I mean for being midnight, you can spot a lot of lightning going on over Sweden - and that is a bit unusual. a sight you don't see that often.

One thing that puzzles me is the movement of the low pressure area in the Southern Baltic Sea. I don't really see any rotation going on. Instead, everything over Sweden goes towards the NW. I thought there would be a rotary movement, like a spiral over Southern Sweden. Therefore i am a bit skeptic about the coldfront, which you can see below over the island of Gotland. It just moves upwards...


Skeptic about that cold front

So, if there isn't much of a rotation going on yet, it would mean that the cold front moves faster, and isn't held back. This would in theory alter the prognosis for Stockholm during the day, which was believed to be warm with 24°C and possibly even some sunshine.

But if the cold front isn't rotation, but instead just moving north westwards... then it would pass Stockholm already in the morning. pushing the warm air sector away from the city... *pondering*

The cold front according to was predicted to be held back, making Stockholm reside inside the low pressure's warm air sector up until 8 Aug, after midnight.

But to me, this doesn't look like it. The cold front with its southern alined thunderstorms are already knocking at our dorr, just hours away south of us...


Blue-pink lightning visible from afar over the Southern and Southwestern horizon.



Those thunderstorm cells are super active. It is basically flashing most of the time, with almost no breaks (just a few seconds in between). Wow, i haven't seen such activity for quite a while. Reminds me of the lightning you normally see over Southern Europe. Of course these appear even over Sweden - but the thing is, that Stockholm isn't exactly favored by "continetal thunderstorms". You may see those more often in Southern Sweden, when they roll in from the direction of Germany.

The rumbling is, as we speak, far away, like a distant rolling thunder. It is a pretty sound - unless you think of war and such things. But when nature does its thing... the feeling is different.

A really interesting sight and experience for sure. Photographically however, it ain't very exciting - since the lightning is diffuse and there are no direct lightning strikes visible. At least not from our windows. Pretty anti-climax in terms of photography.

Yet absolutely lovely to the naked eye.


Smaller T-storm cells joining the main branch

Also fascinating is, how many smaller cells are merging with the existing main branch of thunderstorms. In front of that line, more and more smaller one pop up and merge.
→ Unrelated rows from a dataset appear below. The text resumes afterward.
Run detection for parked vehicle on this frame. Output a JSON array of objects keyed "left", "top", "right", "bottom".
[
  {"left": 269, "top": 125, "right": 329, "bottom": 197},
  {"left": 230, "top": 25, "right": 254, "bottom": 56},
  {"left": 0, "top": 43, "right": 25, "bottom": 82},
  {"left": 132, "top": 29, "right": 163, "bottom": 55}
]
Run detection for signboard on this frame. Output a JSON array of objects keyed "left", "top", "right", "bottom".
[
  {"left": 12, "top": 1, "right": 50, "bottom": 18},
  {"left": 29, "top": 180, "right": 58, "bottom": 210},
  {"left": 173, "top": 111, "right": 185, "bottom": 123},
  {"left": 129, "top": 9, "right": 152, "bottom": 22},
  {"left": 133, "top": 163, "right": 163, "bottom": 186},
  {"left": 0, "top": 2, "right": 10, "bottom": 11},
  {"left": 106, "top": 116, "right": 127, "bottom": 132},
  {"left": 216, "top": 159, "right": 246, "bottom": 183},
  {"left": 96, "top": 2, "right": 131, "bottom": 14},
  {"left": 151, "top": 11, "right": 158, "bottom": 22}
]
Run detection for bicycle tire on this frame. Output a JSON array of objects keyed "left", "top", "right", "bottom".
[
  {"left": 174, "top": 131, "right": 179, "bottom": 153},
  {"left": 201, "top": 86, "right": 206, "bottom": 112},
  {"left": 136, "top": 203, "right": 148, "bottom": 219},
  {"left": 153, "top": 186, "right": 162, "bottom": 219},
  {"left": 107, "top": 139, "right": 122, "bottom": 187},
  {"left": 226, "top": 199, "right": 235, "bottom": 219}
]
There is a chance, that more are building south and southeast of me - and those would then roll over our area. As of writing - no rain has fallen at our place.


Tullinge Station Maximum

The temperatures at Tullinge station, recorded at midnight 18.5°C - and with that, it is actually higher than the highest (hourly) MAX of around 17.9°C recorded at 10.00. Interesting. It is a story of how warm the air is, in which we are residing now.